HISTORIAS CON OLOR A PAN. Notas para adultos que quieran una infancia feliz.
Por Ma. Celeste Armas Bacci
Cada jueves Martina y su mamá van a merendar a la panadería después del cole -no se llama Martina, pero respeto el anonimato y también me hace acordar mucho a una de mis mejores amigas que nos conocemos desde chiquitas y, la peque tiene un no se qué que me recuerda a ella, asique así la llamaré en esta historia.- Creería yo que ronda unos 11/12 años.
Cuando aún no hacía tanto frío compraban la Cookie y se la llevaban para comerla en el parque, lo sé porque las escuchaba comentar ahí mismo. Pero a partir de los primeros fríos se empezaron a quedar en las mesitas de la panadería.
Al principio había una dinámica que me llamaba la atención: la mamá le daba la plata y Martina me pagaba. Veo mucho esto con muchos papás y mamás, y se nota que hay intención de que los chicos empiecen a conocer el manejo de la plata, me parece algo genial.
Pero volvamos a Martina. Una tarde, luego de pagarme, escucho que la mamá le dice:
- ¿Cuánto debería darte de cambio? (Acá le dicen cambio al vuelto)
Veo a Martina haciendo cálculos mentales, y yo -de metida y queriendo ayudar- le digo que si quiere le doy el ticket, porque quizás visualizando el monto es más fácil calcular. La mamá me hace un gesto con la mano de que no, y que la deje.
Ahí entendí la dinámica, la intención era estimular a Martina a realizar cálculos mentales. Demás está decir que Martina le pega a la perfección al vuelto, y hay que decirlo, más rápido que yo que tengo que darle el cambio jaja. A ella parecía agradarle el desafío, al menos hasta ese día.
PERO UNA TARDE
Una tarde, de muchísimo frío, pasaron un buen rato sentadas, y parecían conversar bastante. Cuando llegó el momento de pagar, la mamá me pregunta cuánto es, yo le respondo, y hace gesto a Martina de que calcule. En ese momento, Martina le hace una mueca de que no tenía ganas, y la mamá insiste sin dar lugar a unas “vacaciones” de cálculos mentales.

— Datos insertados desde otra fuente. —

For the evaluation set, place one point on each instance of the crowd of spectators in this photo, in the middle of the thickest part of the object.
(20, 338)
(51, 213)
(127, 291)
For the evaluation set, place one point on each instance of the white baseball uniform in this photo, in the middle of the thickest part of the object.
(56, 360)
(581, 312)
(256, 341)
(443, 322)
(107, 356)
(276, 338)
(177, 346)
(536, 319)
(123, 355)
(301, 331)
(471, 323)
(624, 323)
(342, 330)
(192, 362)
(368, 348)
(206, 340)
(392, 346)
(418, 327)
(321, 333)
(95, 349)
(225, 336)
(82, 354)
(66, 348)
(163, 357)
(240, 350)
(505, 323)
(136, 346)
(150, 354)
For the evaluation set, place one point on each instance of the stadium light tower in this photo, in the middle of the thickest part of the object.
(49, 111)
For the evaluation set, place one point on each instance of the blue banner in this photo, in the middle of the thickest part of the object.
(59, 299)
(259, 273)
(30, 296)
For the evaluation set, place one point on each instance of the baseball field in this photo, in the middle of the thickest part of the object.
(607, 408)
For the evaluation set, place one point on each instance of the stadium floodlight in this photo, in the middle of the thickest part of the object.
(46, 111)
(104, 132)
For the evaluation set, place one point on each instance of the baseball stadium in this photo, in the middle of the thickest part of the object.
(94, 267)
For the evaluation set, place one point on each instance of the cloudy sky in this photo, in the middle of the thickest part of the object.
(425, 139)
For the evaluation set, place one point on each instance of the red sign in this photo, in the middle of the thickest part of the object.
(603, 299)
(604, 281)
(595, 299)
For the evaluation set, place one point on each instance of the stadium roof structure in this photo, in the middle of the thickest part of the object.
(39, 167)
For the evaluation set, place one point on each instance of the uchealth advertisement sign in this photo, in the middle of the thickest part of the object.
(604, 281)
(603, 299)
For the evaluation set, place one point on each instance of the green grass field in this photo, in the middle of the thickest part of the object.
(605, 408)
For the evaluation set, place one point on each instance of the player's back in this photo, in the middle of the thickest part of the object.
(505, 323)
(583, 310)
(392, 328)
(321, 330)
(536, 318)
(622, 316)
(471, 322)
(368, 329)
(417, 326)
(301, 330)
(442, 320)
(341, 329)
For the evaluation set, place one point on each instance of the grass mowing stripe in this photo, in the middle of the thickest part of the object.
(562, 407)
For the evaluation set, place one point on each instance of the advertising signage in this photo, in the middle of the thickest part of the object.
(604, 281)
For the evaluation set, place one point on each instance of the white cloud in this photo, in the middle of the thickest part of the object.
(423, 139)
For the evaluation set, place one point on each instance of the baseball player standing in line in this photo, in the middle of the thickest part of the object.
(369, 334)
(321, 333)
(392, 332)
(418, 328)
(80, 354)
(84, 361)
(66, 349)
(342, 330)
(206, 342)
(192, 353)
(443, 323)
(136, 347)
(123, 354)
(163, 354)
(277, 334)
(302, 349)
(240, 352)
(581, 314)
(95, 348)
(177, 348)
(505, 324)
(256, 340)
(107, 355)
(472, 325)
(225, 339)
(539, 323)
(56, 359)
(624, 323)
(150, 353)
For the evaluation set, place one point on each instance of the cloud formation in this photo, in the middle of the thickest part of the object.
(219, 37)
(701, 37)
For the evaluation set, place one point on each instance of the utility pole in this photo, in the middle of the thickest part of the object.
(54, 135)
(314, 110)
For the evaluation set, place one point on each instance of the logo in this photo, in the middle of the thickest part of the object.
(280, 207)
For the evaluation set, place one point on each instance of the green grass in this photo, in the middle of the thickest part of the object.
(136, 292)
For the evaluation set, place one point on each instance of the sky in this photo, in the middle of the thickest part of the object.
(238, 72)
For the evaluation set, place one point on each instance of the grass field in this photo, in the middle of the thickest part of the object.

La cara de Martina en el mostrador esta vez fue diferente, y pareció que esa última escena se había robado todo el protagonismo, diluyendo las conversaciones divertidas que habían tenido con su mamá hacía unas horas.
Obvio que le pegó a la perfección, al punto que yo reviso siempre a la hora de darle el vuelto, porque me da miedo hasta a mi errarle, jaja
CORTITO Y AL PIÉ
Admiro mucho a esas mamás y a esos papás que encuentran la oportunidad del aprendizaje en el día a día desde el juego. No tengo dudas -y lo dice la ciencia- que esos aprendizajes después son los que más quedan, porque entra la emocionalidad, el afecto, los sentimientos, y muchísimas dimensiones que hacen que eso quede
PERO: ¿Qué pasa cuándo deja de ser divertido? Creo que en el momento en que ya no hay complicidad o disfrute, y aparece la obligación o la presión, deja de ser un juego para convertirse en otra cosa. Es como si se traspasara la fina línea de la diversión a una especie de sobre-exigencia. Y no es que crea que no debe haber esfuerzo en el aprendizaje ¡y claro que la exigencia es buena! – en su justa medida- pero entonces ordenemos los frasquitos y a cada momento su objetivo.
¿Qué quiero decir? Si es un juego es un juego, y los juegos si no hay ganas no se juegan. Ahora, si quiero que aprenda cálculo mental más allá de las ganas, estableceré un espacio, un horario y un momento en el que sea para eso y haya claridad que el esfuerzo hará bien, que será bueno para ella y que la exigencia en su justa medida será algo a favor.
Pero cuando se pasa fina línea entre lo lúdico y la obligación, queriendo sostener que aún es un juego, quizás podríamos estar sembrando en nuestros peques una pizca de autoexigencia por sobre el disfrute, y quizás esto pasará factura unos años más tarde.